The truth is that all communities face challenges of one variety or another – for some it’s access to running water; for other’s it’s combating flooding, cancer-causing pollution, food deserts, or housing inequality.

What if our nation’s youth were trained to address these problems using the same approaches practiced by leading design and development agencies around the world? What might they accomplish? What important skills might they be motivated to learn along the way?
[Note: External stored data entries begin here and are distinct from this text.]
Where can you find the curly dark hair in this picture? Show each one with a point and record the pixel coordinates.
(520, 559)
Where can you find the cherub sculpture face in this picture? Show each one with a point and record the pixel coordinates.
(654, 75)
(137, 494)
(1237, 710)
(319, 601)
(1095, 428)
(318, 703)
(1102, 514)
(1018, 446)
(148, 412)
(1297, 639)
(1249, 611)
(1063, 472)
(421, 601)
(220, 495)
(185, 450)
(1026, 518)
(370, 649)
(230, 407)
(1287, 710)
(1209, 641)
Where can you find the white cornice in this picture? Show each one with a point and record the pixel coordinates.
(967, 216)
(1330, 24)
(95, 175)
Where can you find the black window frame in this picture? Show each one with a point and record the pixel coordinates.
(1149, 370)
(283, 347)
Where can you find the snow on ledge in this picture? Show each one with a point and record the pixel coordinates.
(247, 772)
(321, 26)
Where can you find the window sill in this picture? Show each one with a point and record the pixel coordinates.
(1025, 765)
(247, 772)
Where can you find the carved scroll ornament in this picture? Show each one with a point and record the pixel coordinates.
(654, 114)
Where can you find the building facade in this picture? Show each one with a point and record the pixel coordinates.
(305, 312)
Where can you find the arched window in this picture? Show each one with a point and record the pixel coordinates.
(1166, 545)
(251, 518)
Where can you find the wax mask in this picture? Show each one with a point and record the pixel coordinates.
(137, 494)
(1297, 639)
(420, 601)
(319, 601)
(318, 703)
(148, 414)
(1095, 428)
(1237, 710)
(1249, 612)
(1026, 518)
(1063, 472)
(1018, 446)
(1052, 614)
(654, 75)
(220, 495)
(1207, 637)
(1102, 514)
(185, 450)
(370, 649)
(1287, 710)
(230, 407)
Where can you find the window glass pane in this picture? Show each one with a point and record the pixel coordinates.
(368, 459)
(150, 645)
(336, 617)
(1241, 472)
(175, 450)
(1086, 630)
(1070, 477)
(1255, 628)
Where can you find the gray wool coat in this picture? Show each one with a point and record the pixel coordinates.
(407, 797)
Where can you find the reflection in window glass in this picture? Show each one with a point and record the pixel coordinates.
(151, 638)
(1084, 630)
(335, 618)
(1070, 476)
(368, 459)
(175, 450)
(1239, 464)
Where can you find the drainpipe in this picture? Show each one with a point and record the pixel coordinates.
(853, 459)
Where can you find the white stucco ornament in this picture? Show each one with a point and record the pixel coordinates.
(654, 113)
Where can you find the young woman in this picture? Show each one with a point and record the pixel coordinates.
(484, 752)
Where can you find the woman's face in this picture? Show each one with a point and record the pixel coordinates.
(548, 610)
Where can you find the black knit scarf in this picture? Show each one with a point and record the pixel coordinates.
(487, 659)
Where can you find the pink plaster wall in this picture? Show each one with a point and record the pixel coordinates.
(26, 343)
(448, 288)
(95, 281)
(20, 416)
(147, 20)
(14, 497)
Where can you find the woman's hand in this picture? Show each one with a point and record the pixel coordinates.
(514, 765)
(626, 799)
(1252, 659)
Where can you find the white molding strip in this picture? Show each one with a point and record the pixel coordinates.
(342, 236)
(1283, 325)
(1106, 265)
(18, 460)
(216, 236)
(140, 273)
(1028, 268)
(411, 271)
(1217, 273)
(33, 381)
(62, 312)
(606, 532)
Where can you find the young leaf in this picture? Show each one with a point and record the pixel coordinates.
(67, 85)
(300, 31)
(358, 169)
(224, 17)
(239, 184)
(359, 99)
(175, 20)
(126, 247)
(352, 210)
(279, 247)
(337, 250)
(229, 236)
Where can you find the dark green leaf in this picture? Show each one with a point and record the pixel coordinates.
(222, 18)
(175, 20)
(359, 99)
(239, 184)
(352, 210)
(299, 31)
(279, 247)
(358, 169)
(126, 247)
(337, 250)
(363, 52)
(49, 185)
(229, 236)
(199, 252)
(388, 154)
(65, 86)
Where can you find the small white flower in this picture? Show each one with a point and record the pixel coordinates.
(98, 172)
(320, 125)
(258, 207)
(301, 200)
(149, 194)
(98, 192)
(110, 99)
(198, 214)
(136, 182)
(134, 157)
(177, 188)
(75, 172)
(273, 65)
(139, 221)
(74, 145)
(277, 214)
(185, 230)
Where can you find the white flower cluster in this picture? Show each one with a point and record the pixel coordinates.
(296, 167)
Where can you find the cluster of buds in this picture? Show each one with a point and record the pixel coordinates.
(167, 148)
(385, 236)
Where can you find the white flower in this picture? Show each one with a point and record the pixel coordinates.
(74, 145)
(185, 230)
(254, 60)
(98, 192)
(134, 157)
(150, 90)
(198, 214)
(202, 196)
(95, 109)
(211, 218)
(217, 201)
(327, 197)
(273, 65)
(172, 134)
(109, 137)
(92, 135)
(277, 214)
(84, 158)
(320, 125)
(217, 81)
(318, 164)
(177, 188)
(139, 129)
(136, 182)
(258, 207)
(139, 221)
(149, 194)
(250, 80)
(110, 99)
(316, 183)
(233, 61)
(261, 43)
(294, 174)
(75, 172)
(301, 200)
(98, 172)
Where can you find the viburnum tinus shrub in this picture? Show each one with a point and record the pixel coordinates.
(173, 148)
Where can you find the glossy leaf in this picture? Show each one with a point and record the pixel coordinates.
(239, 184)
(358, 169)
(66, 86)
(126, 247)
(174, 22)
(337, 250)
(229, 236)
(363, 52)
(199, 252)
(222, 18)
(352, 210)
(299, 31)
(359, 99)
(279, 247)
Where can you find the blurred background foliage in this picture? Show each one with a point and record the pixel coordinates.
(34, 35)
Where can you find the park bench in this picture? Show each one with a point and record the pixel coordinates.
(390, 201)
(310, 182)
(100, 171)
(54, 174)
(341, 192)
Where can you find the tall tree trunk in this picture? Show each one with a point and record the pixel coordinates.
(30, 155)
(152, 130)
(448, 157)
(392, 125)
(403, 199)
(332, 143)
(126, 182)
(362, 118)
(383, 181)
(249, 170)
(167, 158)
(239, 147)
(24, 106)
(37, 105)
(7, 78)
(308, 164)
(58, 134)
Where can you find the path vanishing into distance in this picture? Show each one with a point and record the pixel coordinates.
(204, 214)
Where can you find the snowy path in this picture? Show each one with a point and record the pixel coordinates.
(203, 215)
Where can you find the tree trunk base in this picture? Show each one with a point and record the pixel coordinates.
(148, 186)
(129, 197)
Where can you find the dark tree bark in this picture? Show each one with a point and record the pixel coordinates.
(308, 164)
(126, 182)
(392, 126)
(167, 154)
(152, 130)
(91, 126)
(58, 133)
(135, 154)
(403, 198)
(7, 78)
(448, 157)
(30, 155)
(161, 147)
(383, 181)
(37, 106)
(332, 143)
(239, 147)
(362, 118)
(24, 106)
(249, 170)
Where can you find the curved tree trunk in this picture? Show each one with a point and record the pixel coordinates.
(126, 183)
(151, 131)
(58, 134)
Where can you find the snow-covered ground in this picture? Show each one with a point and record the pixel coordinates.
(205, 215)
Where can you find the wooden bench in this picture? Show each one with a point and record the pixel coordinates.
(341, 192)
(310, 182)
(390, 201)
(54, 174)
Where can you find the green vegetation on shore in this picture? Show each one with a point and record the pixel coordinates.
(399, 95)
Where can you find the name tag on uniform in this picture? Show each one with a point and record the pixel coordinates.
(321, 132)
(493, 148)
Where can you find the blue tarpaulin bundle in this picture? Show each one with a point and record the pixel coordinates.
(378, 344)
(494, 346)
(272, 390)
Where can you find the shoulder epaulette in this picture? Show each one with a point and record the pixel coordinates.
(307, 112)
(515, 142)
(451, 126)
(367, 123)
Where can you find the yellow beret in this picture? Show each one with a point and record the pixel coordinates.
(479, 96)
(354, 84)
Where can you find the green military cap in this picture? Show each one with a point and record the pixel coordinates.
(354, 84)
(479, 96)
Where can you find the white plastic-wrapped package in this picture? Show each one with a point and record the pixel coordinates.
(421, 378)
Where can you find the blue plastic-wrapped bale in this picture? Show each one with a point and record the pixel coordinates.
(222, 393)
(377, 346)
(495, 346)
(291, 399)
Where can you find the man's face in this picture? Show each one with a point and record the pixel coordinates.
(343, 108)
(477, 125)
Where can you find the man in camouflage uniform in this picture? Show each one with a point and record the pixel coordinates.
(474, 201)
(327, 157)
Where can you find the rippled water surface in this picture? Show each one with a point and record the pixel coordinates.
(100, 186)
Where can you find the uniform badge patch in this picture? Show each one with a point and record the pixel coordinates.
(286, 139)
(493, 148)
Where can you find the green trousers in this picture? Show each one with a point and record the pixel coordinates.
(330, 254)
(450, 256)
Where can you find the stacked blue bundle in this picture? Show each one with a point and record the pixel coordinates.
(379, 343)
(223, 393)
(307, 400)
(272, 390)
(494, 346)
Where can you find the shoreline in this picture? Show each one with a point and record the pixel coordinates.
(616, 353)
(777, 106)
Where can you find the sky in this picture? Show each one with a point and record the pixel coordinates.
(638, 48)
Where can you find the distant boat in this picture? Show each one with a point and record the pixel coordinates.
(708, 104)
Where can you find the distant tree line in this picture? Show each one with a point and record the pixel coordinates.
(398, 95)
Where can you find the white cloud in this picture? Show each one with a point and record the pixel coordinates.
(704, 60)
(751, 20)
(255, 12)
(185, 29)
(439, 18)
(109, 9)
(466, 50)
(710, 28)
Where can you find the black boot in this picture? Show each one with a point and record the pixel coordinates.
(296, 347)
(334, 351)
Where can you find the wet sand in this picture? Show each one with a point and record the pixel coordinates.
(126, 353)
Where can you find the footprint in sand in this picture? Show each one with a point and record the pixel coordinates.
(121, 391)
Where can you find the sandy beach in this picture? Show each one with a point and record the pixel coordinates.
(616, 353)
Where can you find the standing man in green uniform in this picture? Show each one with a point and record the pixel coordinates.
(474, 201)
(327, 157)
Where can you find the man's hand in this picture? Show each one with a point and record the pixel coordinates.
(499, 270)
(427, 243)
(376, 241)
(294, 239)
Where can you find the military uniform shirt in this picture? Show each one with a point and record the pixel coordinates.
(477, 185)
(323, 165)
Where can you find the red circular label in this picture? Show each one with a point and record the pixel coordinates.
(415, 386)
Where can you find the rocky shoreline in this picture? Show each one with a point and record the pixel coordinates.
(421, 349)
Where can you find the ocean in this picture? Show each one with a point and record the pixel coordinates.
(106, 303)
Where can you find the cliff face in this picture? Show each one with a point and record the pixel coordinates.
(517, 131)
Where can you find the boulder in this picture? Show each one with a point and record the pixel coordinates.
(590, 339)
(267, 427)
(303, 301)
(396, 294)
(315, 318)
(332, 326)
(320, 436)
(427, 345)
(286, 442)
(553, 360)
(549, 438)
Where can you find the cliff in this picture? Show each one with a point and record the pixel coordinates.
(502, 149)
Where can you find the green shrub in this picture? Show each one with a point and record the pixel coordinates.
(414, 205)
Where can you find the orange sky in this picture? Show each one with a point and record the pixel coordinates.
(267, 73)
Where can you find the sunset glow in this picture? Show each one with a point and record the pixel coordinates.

City X students learning about 3D printing at an SOS Children's Village in Kfarhay, Lebanon

City X students learning about 3D printing at an SOS Children’s Village in Kfarhay, Lebanon

A robust economy demands more than STEM skills, it requires innovation. The heart of innovation is not technology, but people. Great innovators are able to deeply understand human needs and create useful solutions. Their approach is often facilitated by a variety of human-centered design skills including needs assessments, user research, interviewing and data analysis. Mostly, however, innovation simply requires empathy and experimentation.

The Maker Movement excels at inspiring experimentation, but what about empathy?

If you give a child a tool she may not care to use it, but if you give her a problem to solve with that tool, she will excel in its mastery. Direct, meaningful application of technology is often the missing piece of STEM education. It’s also the piece that inspires true innovation. Making is fun, but it’s time to begin connecting the incredible skills of the maker community with the daunting challenges of our world.

It’s time for the Maker Movement to become the ChangeMaker Movement – that is the future of education.